The most striking alteration in collagen modification is the reduction in hydroxylysine content of proband collagen, presumably due to dysfunction of LH1, despite the attempted cellular compensation of increased PLOD1 transcripts and increased LH1 protein. In vitro, only high non-physiologic [Ca2+] levels were found to decrease the activity of purified LH1 [48]. In vivo, LH1 protein has been shown to interact directly with CyPB and SC65/P3H3 [47,49,50]. Since LH1 dysfunction in TMEM38B-null cells cannot be attributed to absence of the PPIase function of CyPB, it raises the speculation that LH1 and CyPB might have an additional Ca2+-regulated interaction, similar to that demonstrated for other chaperones. The collagen lysine hydroxylation defect in TMEM38B-null cells may be more selective for certain residues in osteoblast than fibroblast collagen. Residue-specific alteration of lysine hydroxylation in fibroblasts and osteoblasts occurs in Ppib-null and Sc65-null mice [49,50]. Because data on lysine modification of collagen from normal human primary osteoblasts is not available, we compared our proband’s osteoblast collagen to published data from differentiated human bone marrow stromal cells (BMSC) [29], which may vary in modification from collagen synthesized by primary osteoblasts. Regardless, the altered hydroxylysine content of collagen synthesized by TMEM38B-null patient cells would reduce the residues available for crosslinking of collagen molecules in matrix, which contributes to matrix stability, bone strength and ductility [51,52].
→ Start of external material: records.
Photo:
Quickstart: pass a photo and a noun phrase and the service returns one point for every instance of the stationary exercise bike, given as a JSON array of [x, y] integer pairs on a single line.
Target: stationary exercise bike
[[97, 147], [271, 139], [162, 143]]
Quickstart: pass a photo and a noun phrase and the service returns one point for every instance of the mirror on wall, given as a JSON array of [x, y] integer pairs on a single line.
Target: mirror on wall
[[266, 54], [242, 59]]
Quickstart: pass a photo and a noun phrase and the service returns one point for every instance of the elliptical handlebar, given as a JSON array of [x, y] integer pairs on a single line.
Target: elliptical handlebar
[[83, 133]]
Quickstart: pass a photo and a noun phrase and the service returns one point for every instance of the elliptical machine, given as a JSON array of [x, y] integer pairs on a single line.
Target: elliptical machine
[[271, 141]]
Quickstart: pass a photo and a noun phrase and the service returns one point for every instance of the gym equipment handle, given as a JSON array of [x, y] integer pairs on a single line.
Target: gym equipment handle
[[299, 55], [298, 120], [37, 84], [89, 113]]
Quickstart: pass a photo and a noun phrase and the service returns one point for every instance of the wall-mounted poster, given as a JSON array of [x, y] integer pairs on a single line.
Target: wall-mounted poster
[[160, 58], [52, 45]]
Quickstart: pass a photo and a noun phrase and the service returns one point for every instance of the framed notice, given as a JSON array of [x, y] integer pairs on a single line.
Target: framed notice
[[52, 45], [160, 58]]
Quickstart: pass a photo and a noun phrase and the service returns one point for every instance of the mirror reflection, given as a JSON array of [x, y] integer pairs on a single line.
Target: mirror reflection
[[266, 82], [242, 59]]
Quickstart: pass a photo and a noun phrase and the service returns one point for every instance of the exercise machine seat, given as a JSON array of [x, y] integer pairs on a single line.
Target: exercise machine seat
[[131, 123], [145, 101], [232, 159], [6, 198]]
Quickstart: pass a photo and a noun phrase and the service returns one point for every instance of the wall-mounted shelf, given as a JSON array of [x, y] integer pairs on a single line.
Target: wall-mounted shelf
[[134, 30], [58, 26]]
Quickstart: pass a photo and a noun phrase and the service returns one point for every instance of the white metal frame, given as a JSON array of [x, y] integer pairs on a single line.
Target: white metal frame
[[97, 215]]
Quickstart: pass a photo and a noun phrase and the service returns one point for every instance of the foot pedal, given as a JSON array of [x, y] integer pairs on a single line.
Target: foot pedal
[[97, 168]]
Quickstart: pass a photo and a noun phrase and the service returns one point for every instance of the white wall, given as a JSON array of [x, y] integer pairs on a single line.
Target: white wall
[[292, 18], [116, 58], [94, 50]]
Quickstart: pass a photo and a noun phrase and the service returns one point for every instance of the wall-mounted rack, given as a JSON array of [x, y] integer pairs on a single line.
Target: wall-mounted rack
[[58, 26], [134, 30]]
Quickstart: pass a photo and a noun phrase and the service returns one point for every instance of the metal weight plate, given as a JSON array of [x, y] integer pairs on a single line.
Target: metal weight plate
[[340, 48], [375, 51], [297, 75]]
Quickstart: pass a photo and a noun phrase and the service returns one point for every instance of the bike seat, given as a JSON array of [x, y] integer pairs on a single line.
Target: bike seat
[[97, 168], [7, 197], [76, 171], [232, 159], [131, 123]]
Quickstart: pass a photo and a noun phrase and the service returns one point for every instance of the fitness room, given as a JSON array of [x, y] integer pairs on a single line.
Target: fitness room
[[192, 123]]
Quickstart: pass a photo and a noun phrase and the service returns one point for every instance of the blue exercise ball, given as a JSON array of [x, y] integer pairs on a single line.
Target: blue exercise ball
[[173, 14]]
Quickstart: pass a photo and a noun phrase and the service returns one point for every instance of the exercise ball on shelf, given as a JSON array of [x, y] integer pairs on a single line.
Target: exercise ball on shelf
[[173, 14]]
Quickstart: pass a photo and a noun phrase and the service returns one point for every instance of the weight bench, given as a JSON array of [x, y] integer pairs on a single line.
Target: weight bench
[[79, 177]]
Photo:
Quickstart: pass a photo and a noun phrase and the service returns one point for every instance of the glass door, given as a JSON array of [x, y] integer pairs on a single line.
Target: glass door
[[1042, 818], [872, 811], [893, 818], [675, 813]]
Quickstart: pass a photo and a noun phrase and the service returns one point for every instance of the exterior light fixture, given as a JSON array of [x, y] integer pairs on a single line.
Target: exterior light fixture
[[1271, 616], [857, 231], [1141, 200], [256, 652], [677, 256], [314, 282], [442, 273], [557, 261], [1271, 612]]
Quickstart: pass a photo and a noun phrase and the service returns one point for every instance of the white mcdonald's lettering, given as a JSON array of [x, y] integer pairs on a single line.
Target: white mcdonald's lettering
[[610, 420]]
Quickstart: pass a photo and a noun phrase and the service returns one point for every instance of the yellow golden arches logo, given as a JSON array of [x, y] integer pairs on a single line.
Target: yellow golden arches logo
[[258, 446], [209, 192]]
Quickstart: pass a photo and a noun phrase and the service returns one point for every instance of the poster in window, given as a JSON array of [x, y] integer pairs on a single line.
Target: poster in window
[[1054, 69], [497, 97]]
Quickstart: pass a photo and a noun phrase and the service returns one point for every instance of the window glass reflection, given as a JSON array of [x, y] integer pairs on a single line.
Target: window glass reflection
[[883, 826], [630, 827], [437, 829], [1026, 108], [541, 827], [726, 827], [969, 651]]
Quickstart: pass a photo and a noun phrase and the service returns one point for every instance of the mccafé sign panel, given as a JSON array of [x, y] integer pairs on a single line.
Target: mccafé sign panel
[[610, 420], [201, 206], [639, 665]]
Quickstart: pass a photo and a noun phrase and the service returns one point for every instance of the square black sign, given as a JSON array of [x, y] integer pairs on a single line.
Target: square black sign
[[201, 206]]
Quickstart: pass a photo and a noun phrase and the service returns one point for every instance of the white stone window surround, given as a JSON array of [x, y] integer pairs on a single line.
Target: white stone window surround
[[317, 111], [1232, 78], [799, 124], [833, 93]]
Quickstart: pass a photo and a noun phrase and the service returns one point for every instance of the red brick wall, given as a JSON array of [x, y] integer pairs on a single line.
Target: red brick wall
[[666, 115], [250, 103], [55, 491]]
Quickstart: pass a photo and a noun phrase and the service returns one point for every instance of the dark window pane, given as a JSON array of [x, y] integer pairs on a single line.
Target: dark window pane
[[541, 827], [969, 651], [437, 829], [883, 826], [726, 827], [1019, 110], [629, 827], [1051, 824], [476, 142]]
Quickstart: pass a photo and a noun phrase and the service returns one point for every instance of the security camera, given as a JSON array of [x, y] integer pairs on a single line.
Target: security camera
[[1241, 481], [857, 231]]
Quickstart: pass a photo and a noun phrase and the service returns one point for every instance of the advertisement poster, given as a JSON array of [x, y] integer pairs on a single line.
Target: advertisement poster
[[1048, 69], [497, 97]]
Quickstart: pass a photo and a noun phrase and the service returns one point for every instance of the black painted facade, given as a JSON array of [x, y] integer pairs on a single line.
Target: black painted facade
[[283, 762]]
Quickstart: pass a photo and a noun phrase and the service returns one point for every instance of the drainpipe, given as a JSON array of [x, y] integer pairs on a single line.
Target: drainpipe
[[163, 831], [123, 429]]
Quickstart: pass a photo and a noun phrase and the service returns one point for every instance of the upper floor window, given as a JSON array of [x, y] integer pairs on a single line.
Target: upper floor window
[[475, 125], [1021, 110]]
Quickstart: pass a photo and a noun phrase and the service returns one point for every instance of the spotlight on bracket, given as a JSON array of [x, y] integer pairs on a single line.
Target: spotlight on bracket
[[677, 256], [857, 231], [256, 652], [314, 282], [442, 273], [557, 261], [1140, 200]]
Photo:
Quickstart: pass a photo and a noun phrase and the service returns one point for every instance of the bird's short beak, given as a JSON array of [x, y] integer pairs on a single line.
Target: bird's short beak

Interestingly, although the immunophilin FKBP65, which is stabilized by Ca2+ and modifies collagen telopeptidyl residues involved in crosslinking by LH2 [53,54], was decreased in proband cells, collagen telopeptidyl hydroxylysine content was moderately increased. This likely reflects slower collagen assembly in the presence of sufficient residual FKBP65 activity.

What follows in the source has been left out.